Leading ladies in the plus-size pack
And there’s no shortage of curvaceous models to star in plus-size fashion campaigns – sizes 12 to 16 are in high demand and the industry boasts a crop of new talent in the larger category. Leading the wave is US model Kate Upton; with an hourglass figure to die for the aspiring actress has just been signed as the face of Bobbi Brown makeup. The iconic Pirelli calendar features Candice Huffine in its next issue – a size 18 model who has featured in shoots for V, i-D and Italian Vogue. And a whole troupe of plus-size models including Tara Lynn, Marquita Pring and Ashley Graham were cast by US Vogue for an elegant black-and-white lingerie shoot in its October ’14 issue.
Celebrities celebrating the hourglass figure
In fact, when just a few years ago Christina Hendricks was applauded for embracing her fuller figure in the spotlight, there’s now no shortage of shapely ladies in entertainment and on the red carpet. Brit model Daisy Lowe has been rocking her curves on the London social circuit for many seasons, singer Adele has never had to compromise her love of designer frocks despite being bigger than sample size, and Girls writer and star Lena Dunham has become the modern poster girl for plus-size body confidence.
The blogging world loves big girls
The plus-size movement has filtered through to the digital scene too. In the world of fashion blogging, where everyday style-lovers can now become industry influencers, a stream of bigger ladies are attracting thousands of followers worldwide. A Girl with Curves, Nadia Aboulhosn, Curvy Girl Chic and GabiFresh are all showing how to complement those curves with trend-led fashions, and some have even scored fashion writer roles and modeling campaigns as a result of their online style journals.

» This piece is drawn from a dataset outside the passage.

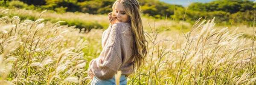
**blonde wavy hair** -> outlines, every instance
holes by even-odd
[[[128,23],[131,25],[131,31],[135,40],[133,48],[134,52],[134,65],[139,68],[145,60],[148,45],[142,26],[140,4],[136,0],[117,0],[112,6],[112,16],[115,15],[115,7],[117,2],[122,5],[125,13],[130,16],[130,20]]]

Resistance from luxury designers – for now
But are the designer fashion houses following suit? Not quite – designers such as Giambattista Valli, Stella McCartney and Marchesa are happy to create custom-made gowns for plus-size celebrities on the red carpet, but it’s rare to find a piece in their collections that fits above a 12. Calvin Klein tried to jump on the plus-size bandwagon by casting a UK size 10 model in their ‘Perfect Body’ campaign but faced media backlash for categorizing the clearly slim figure as a larger lady. While magazines such as Vogue may be happy to shoot the occasional story with plus-size models, if the luxury designers stick to their sizing guns, high-end fashion will remain strictly for the slimmer of figure.
Just as well the high street has plus-size fashion covered, ensuring that the youngest of style lovers can find something to suit their style and shape. With women of all sizes now appearing in mainstream media, the baggage and negativity of the term ‘plus-size’ is slowly declining, instead being replaced by a group of gorgeous role models demonstrating how to love the natural female figure.